In unserer Gesellschaft herrscht eine enorme Speicherungswut. Die Anbieter von Internetdiensten wie Google, Facebook, Amazon und andere wollen aus kommerziellen Gründen wissen, was uns im Internet interessiert und legen Profile an. Alleine das ist ein schwerer Eingriff in unsere Privatsphäre. Dazu kommt aber noch das Interesse des Staats an diesen und anderen Daten.

 

  1. Die Grundsätze einer neuen Datenschutzpolitik müssen so aussehen:
  • Transparenz – Jeder User soll wissen:
  • Welche Daten werden gespeichert?
  • Wofür werden diese Daten gespeichert?
  • Wie lange werden diese Daten gespeichert?
  • Begrenzung der Speicherdauer – Daten dürfen nicht unendlich gespeichert und aufgehoben werden.
  • OPT-In statt OPT-Out – Bevor Daten gespeichert werden, müssen NutzerInnen um Erlaubnis gefragt werden, ob die notwendigen Daten erhoben werden dürfen. Nicht in unübersichtlichen AGBs, sondern verständlich für alle NutzerInnen.
  • Privacy-by-default – Internet-Dienste müssen grundsätzlich so ausgerichtet werden, dass die größtmögliche Privatsphäre gewährleistet ist. Für weitere Datensammlung und Verarbeitung muss ausdrücklich in einer verständlichen Form ausdrücklich darauf hingewiesen werden.

 

  1. Neue Kommunikationsmittel ermöglichen neue staatliche Transparenz. Wir wollen den gläsernen Staat und nicht den gläsernen Bürger. Jetzt versteckt man sich sehr pauschal hinter dem Amtsgeheimnis. In Zukunft sollen alle Informationen zugänglich gemacht werden, wo nicht ausdrücklich ein Geheimhaltungsinteresse besteht, das begründet werden muss. Informationen, die an öffentlichen Stellen vorhanden sind, gehören der Allgemeinheit und nicht der Behörde. Informationszugangsrechte sollen das Vertrauen zwischen Staat und Bürgerinnen und Bürgern stärken, indem öffentliches Verwaltungshandeln transparenter und nachvollziehbar gemacht wird.

2 Kommentare bis jetzt.

  1. robot sagt:

    1) Es wird auch notwendig sein, zu spezifizieren, wo genau Datenschutz anzuwenden sein wird. Die faktische *Nichtzugreifbarkeit* hat ja schon zu interessanten Urteilen geführt.
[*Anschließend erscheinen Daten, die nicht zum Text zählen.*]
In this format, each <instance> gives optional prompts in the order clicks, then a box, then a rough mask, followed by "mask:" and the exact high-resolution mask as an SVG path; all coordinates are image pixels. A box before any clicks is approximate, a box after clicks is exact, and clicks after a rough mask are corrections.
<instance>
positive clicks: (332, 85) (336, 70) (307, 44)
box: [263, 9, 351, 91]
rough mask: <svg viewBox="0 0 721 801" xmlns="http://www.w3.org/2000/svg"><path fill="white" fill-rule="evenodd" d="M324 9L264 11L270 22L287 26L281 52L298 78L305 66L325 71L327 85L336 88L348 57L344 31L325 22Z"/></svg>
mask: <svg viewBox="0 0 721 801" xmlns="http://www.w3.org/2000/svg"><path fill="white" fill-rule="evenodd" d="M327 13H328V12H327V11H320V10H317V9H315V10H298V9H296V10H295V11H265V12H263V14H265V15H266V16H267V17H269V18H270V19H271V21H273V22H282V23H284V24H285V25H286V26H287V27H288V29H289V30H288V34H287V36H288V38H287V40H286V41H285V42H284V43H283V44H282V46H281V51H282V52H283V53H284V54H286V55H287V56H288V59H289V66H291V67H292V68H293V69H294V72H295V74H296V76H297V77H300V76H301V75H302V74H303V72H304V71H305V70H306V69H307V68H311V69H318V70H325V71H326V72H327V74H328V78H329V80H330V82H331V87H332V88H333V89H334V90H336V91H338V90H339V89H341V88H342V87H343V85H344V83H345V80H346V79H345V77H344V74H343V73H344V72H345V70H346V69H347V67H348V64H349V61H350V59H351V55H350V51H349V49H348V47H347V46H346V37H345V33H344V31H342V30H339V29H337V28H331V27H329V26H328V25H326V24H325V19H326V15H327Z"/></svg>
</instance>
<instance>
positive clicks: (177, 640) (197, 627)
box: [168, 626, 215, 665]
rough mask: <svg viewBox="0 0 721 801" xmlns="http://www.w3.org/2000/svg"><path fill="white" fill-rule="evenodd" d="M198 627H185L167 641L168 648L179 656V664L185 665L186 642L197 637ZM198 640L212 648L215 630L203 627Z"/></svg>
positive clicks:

    In wie weit ist das System in dem die Daten gesammelt und verarbeitet werden wirklich diese Black-Box, von der bei Gericht oft ausgegangen wird (Daten sind zwar gespeichert, aber nicht mehr zugreifbar)? Werden auch diese Black-Box Daten vor Entsorgung entsprechend gelagert/gelöscht?

    2) Ein weiterer Punkt sind individualisierbare Statistiken.
    Nicht personenbezogene Statistikdaten die von ihrer Art her
    sehr wohl auf einen Einzelnen, oder aber eine kleine Personengruppe
    zurückgeführt werden können. Beispiele sind umstrittene
    Dienste verschiedener Auskunfteien bzgl Bonität, Kaufverhalten, Gewohnheiten, etc, die möglicherweise akkurate Daten liefern, gleichzeitig aber eine unzulässige Verletzung der Privatsphäre darstellen können.

    3) In wie weit können Datendienste die für Private erbracht werden das Datenschutzgesetz aushebeln? Ich kann privat ohne Auflagen nahezu beliebig Daten speichern. Ein Dienstleister bietet diesem Privaten Speicherplatz. Entsteht daraus Schaden bleibe ich als Geschädigter da auf der Strecke. Social Networks bieten
    da umfangreiche Möglichkeiten der Datenverknüpfung die nicht unter
    nationales Recht fallen, da die Daten von Privaten ins Ausland verbracht wurden. Adressbücher beinhalten neben öffentlichen Daten auch oft sensible Informationen wie Geburtsdatum, Vorlieben, Kontonummern, Beruf, Stellung, Aufgaben, etc. Ähnliches gilt für Fotos. Sind die Daten erst einmal ins Ausland verbracht, fehlt die Handhabe.

    Bei allen obigen Punkten haben neue technische Möglichkeiten immer
    wieder zu unvorhersehbaren Effekten geführt. Wichtig wird es daher
    sein, von Seite des Gesetzgebers (und hier kommt der Widerspruch)
    einerseits einen schnellen Angleichungsprozess zu führen und andererseits auf alle Nutzergruppen Rücksicht zu nehmen.

    4) Auskunftsrecht und öffentliches Interessen sind ein hohes Gut, kollidieren dann aber vermutlich oft mit dem Datenschutz. Hier würden
    dann auch sehr viele Durchführungsgesetze und Vorschriften zu ändern
    sein, um Auskunftsrecht mit Datenschutz ins Gleichgewicht zu bringen.

  2. albert steinhauser sagt:

    Danke, das sind interessante Anregungen. Vorallem der mangelndes Schutz individualisierbarer Daten ist eine Herausforderung. Speicherungen nach der SVNr. etc.
    Auch zu den Datendiensten Privater – Stichwort Bonitätsauskünfte möchtre ich etwas machen.